Policing Board members paid more than £300,000 despite political limbo
Full pay totalling over £300,000 was given to members of the Policing Board in the past two years, despite it not being able to function properly.
The body will meet next month to discuss a successor to outgoing PSNI Chief Constable George Hamilton, having been largely in limbo thanks to the Stormont deadlock.
It is made up of nine independent members and 10 MLAs.

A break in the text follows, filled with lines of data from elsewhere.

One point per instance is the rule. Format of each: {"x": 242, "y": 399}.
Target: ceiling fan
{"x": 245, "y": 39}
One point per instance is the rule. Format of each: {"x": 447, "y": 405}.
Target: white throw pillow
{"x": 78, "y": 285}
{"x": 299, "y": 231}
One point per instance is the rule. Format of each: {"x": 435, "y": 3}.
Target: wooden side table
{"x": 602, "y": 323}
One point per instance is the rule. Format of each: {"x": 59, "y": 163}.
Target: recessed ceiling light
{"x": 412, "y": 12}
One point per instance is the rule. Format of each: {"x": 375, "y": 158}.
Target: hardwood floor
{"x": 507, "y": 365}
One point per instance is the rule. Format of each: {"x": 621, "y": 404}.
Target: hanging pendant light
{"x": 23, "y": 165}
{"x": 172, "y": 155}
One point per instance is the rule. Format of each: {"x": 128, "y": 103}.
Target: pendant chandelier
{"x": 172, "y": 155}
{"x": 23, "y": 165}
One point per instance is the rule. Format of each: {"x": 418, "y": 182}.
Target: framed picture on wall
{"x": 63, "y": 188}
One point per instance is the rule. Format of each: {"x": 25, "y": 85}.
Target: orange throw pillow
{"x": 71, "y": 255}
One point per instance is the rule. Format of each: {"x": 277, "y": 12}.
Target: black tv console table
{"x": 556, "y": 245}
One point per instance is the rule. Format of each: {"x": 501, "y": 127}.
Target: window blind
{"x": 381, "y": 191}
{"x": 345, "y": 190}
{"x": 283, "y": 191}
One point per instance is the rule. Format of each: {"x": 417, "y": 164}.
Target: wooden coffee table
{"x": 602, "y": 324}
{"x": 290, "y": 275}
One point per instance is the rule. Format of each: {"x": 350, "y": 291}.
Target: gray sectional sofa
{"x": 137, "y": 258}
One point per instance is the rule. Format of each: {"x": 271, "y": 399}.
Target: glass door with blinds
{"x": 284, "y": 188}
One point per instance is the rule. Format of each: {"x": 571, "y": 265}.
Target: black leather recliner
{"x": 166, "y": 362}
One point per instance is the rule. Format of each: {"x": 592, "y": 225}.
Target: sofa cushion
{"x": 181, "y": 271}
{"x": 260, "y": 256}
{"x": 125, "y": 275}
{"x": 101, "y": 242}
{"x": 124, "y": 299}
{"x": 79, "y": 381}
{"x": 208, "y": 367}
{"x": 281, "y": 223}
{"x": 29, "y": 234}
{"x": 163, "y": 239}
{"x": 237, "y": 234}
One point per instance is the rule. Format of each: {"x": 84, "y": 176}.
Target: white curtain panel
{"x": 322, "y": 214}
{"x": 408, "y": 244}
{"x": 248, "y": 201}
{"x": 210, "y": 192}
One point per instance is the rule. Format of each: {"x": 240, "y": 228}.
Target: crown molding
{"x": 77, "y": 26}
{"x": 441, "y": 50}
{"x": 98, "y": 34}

But none of the latter could be appointed without a justice minister – something that’s only just been remedied thanks to a change in the law.
This meant that for the last two years, up until now, the board could not hold public meetings to quiz top officers, appoint permanent replacements when senior officers retired, and more.
Nevertheless the News Letter can reveal all independent members have been in receipt of full pay for the whole time.
The monies they get are as follows: normal independent members get £15,000 per year for four days of work per month; the vice-chair gets £30,000 per year for two days of work per week; and the chair gets £50,000 for three days per week.
During some months a handful of the posts were vacant, making it hard to work out the precise total paid out.
But the News Letter estimates upwards of £315,000 was paid from the time the board last met properly in February 2017 to whenit was brought fully back into action again this month, with the appointment of the 10 MLA members.
Alan McQuillan, an ex-assistant chief constable who formerly helped oversee the pay of MLAs, last year said the political deadlock had reduced the Policing Board to a mere “talking shop denuded of any real power”.
As to what independent members have done for two years, the board said they “focused efforts to keep, as far as practicable, the structures that support oversight and accountability functioning”.
They had also held private meetings with top officers, analysed policing reports, convened seminars to debate “key policing issues”, and held meetings with “a wide range of stakeholders”.
The board added that it does not set members’ pay levels – this is done by the Department of Justice.
UUP Policing Board member Alan Chambers MLA said: “It is through no fault of the independent members that the Assembly fell down and the board wasn’t able to function.”
Fellow member Joanne Bunting of the DUP, said the independent members had continued to provide “scrutiny and assistance and support”, adding that keeping the board ticking over “is a tremendous sap of your time”.